## Hard-coding data paths

Mostly this notebook should just run. It however requires the user to fill in the cell below.

vocab_location should be the name of a pickle file (including path), which will store information about the words in the corpus

model_location should be the name of a .npz (zipped numpy) file (including path), which will store the model itself as a numpy array.

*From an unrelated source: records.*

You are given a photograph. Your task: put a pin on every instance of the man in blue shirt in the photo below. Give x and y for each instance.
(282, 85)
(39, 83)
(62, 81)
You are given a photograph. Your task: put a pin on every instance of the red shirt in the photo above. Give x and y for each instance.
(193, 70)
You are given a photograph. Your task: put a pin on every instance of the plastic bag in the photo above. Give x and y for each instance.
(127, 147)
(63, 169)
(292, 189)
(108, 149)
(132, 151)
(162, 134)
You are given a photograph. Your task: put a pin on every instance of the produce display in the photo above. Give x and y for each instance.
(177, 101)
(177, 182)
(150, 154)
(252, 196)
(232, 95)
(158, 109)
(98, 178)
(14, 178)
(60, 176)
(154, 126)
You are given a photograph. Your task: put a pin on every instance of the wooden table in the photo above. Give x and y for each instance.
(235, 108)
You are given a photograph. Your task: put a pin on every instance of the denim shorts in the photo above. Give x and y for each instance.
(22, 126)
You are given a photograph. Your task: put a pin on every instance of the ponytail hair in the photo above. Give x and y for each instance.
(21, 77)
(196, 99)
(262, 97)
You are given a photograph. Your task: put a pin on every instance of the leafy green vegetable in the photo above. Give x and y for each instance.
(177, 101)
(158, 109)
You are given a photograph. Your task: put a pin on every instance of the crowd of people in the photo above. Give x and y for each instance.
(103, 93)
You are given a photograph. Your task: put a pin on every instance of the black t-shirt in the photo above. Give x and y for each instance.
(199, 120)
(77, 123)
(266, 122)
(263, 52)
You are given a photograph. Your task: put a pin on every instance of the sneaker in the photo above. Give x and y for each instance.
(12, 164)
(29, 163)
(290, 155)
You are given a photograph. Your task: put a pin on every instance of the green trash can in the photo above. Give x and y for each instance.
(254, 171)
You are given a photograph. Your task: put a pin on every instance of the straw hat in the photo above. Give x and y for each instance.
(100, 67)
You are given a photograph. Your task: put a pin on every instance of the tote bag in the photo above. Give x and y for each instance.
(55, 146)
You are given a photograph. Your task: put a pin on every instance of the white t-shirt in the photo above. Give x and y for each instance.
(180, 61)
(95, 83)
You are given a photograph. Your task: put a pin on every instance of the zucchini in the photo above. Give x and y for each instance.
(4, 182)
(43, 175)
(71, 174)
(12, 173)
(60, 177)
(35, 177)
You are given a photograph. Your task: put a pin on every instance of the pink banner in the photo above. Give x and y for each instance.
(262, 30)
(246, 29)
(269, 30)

sample_location should be the path to a directory which contains your data. Each file should contain json-parsable lines. The directory can have subdirectories. The code will recursively find the files. There should be no files anywhere in the directory except those the code wishes to parse.

In [1]:
from my_config import *
# The code will look for all files in sample_location which end with file_extension

In [16]:
path_to_word2vec = '/Users/chrisn/mad-science/pythia/data/stackexchange/model/word2vecAnime.bin'

In [36]:
# Import auxillary modules
import os
import json
import numpy
import csv
import sys
import random

In [6]:
# Import skipthoughts modules
import theano
import theano.tensor as tensor
sys.path.append('/Users/chrisn/mad-science/pythia/src/featurizers/')
from training import vocab, train, tools
import skipthoughts

In [None]:
# Import pythia modules
sys.path.append('/Users/chrisn/mad-science/pythia/')
from src.utils import normalize, tokenize

In [14]:
from gensim.models import Word2Vec

In [3]:
# For evaluation purposes, import some sklearn modules
from sklearn.linear_model import LinearRegression
from sklearn.cross_validation import train_test_split
import pandas

In [4]:
import warnings
warnings.filterwarnings('ignore')
# Because there were a lot of annoying warnings.
# The Beautiful Soup module as used in the pythia normalization is mad about something
# And the skip-thoughts code is full of deprecation warnings about how numpy works. The warnings can crash my system

In [None]:
theano.config.floatX = 'float32'

In [None]:
theano.config.floatX

In [None]:
theano.config.device

## Tokenization and normalization

Who knows the best way to do this? I tried to match the expectations of both the skip-thoughts code and the pythia codebase as best I could.

For each document:

1) Make list of sentences. We use utils.tokenize.punkt_sentences

2) Normalize each sentence. Remove html and make everything lower-case. We use utils.normalize.xml_normalize

3) Tokenize each sentence. Now each sentence is a string of space-separated tokens. We use utils.tokenize.word_punct_tokens and rejoin the tokens.




In [None]:
# Instead of trying to parse in memory, can instead parse line by line and write to disk
fieldnames = ["body_text", "post_id","cluster_id", "order", "novelty"]
for root,dirs,files in os.walk(sample_location):
    for doc in files:
        if doc.endswith(file_extension):
            for line in open(os.path.join(sample_location,root,doc)):
                temp_dict = json.loads(line)
                post_id = temp_dict['post_id']
                text = temp_dict['body_text']
                sentences = tokenize.punkt_sentences(text)
                normal = [normalize.xml_normalize(sentence) for sentence in sentences]
                tokens = [' '.join(tokenize.word_punct_tokens(sentence)) for sentence in normal]
                base_doc = doc.split('.')[0]
                output_filename = "{}_{}.csv".format(base_doc,post_id)
                rel_path = os.path.relpath(root,sample_location)
                output_path = os.path.join(parsed_data_location,rel_path,output_filename)
                os.makedirs(os.path.dirname(output_path), exist_ok = True)
                with open(output_path,'w') as token_file:
                    #print(parsed_data_location,rel_path,output_filename)
                    writer = csv.DictWriter(token_file,fieldnames)
                    writer.writeheader()
                    output_dict = temp_dict
                    for token in tokens:
                        output_dict['body_text'] = token
                        writer.writerow(output_dict)

In [None]:
os.path.relpath(sample_location,root)

In [None]:
os.path.split(sample_location)

In [None]:
root

## An annoying issue

`tokenized` is now a list of lists. Each inner list represents a document as a list of strings, where each string represents a sentence.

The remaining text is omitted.